We shall first address the State's contention that Jones's flight to the upstairs closet could have been and probably was considered by the trial judge as evidence of Jones's consciousness of guilt. It is true that flight may be considered as evidence of consciousness of guilt. See People v. Williams, 266 Ill. App. 3d 752, 640 N.E.2d 1275, 203 Ill. Dec. 902 (1994). However, a defendant's mere presence at the scene of the crime, even when coupled with flight, is not enough to prove guilt. See People v. Reid, 136 Ill. 2d 27, 554 N.E.2d 174, 143 Ill. Dec. 239 (1990). The State was required to show some link between Jones and the cocaine. See People v. Adams, 242 Ill. App. 3d 830, 610 N.E.2d 763, 182 Ill. Dec. 894 (1993).
The State seeks to establish this link by noting Jones's proximity to the baggie of cocaine. However, although Jones was found inside a small closet near the baggie of cocaine, Marcus Miller was also found in that same small closet. Certainly, given the relatively small quantity of cocaine involved, Miller could have possessed it and hid it in the closet without Jones ever having been aware of its presence. Cf. People v. Pintos, 133 Ill. 2d 286, 549 N.E.2d 344, 139 Ill. Dec. 832 (1989) (defendant's knowledge of cocaine could be inferred where defendant was present when arrangements were being made for the drug transaction and where nine kilograms of cocaine was carried in open cardboard box). Moreover, Miller himself admitted hiding the cocaine in the closet and the State failed to present any reliable evidence to the contrary.
The State next notes the presence of narcotics paraphernalia and people in the kitchen and suggests that Jones must have been aware of the drug activity in the house. However, our review of the record reveals that the State did not establish that Jones was aware of the narcotics paraphernalia or the people in the kitchen. The police testified that upon entering the house they observed people, cocaine, and cocaine pipes in the kitchen. While in the kitchen, the police did not see Miller and Jones in the living room. The police officers' failure to see Miller and Jones supports Jones's testimony that when he was in the living room he did not, and could not, see into the kitchen area.

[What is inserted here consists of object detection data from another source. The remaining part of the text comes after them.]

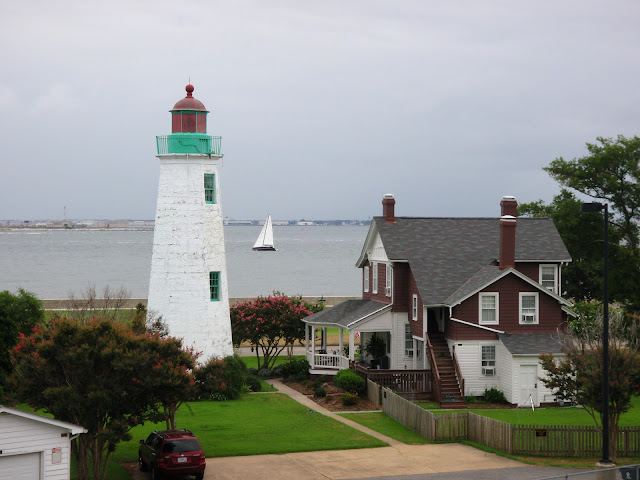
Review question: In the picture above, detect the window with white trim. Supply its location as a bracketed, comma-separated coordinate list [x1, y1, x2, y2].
[371, 262, 378, 293]
[209, 272, 220, 302]
[520, 292, 539, 325]
[364, 267, 369, 292]
[540, 265, 558, 293]
[384, 264, 393, 297]
[481, 345, 496, 375]
[404, 323, 413, 357]
[204, 173, 216, 203]
[478, 293, 500, 325]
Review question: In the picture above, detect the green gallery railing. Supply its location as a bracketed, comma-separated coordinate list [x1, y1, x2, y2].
[156, 133, 222, 155]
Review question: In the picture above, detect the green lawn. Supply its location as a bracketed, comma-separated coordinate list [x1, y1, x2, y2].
[340, 412, 432, 445]
[419, 397, 640, 427]
[107, 393, 386, 480]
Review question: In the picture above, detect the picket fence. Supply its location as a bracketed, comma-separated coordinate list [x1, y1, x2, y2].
[378, 388, 640, 457]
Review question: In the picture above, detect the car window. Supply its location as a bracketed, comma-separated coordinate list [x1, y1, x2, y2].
[162, 439, 200, 453]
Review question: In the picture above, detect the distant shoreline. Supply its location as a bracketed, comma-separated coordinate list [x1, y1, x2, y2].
[0, 223, 368, 232]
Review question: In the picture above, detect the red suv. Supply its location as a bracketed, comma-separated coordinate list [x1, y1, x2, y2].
[138, 430, 206, 480]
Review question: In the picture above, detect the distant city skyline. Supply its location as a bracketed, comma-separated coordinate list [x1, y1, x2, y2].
[0, 0, 640, 219]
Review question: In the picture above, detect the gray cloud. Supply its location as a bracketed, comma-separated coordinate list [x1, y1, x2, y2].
[0, 0, 640, 219]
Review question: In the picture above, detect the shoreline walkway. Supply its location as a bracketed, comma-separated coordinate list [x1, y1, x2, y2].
[125, 380, 584, 480]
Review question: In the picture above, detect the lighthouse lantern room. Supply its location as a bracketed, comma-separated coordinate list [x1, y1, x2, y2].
[148, 85, 233, 362]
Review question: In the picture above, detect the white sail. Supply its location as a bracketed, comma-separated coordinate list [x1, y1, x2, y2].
[253, 215, 275, 250]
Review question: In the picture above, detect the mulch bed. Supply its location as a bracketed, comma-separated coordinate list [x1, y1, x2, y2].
[287, 382, 379, 412]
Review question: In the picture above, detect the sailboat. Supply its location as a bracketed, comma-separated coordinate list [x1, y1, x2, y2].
[253, 215, 276, 252]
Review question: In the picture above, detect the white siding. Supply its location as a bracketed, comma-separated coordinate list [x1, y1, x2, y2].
[391, 313, 416, 370]
[496, 342, 518, 403]
[0, 413, 71, 480]
[448, 340, 505, 396]
[511, 355, 555, 406]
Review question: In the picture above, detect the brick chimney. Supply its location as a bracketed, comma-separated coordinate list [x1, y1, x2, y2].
[382, 193, 396, 223]
[499, 195, 518, 270]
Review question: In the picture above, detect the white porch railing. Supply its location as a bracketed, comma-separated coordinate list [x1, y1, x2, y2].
[307, 352, 349, 370]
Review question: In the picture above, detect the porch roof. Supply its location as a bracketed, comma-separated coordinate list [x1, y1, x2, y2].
[302, 300, 392, 330]
[498, 333, 566, 355]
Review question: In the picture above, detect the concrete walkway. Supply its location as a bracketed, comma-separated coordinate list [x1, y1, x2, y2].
[269, 380, 404, 447]
[127, 380, 535, 480]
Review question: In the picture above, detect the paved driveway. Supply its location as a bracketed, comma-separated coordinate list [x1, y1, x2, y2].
[128, 443, 531, 480]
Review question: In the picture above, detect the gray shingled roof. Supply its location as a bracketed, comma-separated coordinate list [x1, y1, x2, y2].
[302, 300, 391, 328]
[498, 333, 564, 355]
[374, 217, 571, 305]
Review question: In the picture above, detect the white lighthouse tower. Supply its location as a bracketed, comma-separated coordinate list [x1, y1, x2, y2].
[148, 85, 233, 362]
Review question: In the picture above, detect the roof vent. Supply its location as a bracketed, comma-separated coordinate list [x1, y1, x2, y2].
[500, 195, 518, 217]
[382, 193, 396, 223]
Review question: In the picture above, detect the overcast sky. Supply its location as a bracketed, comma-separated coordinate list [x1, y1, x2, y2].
[0, 0, 640, 219]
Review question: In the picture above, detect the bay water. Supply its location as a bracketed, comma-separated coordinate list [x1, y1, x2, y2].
[0, 226, 368, 300]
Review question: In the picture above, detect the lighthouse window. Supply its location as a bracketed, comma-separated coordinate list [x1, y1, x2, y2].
[209, 272, 220, 302]
[204, 173, 216, 203]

In a final effort to link Jones to the cocaine, the State relies upon Officer Clague's "expert testimony" suggesting that Jones must have possessed the cocaine because Miller had the money. However, we find Clague's testimony to be of questionable value. First, we note that Clague was only qualified as an expert in drug paraphernalia, yet his testimony concerned how drug transactions occurred. More importantly, Clague failed to clearly articulate a convincing basis for his conclusion that Jones possessed the cocaine. Obviously, the discovery of a large quantity of cash in Miller's pocket may tend to implicate Miller with the cocaine by suggesting that the money came from drug dealing. See People v. Jones, 269 Ill. App. 3d 797, 635 N.E.2d 961, 200 Ill. Dec. 622 (1994). However, Officer Clague's testimony that the discovery of the cash on Miller would serve to connect Jones to the cocaine was mere speculation.
In conclusion, there was a lack of evidence connecting Jones to the cocaine discovered in the closet. It is apparent that the defendant's probation was revoked based upon his mere presence in the vicinity where the cocaine was found. We believe that affirming such a result sets an unsettling and dangerous precedent. See People v. Adams, 242 Ill. App. 3d 830, 610 N.E.2d 763, 182 Ill. Dec. 894 (1993). The judgment of the circuit court of Knox County is reversed.
HOLDRIDGE, P.J., and LYTTON, J., concur.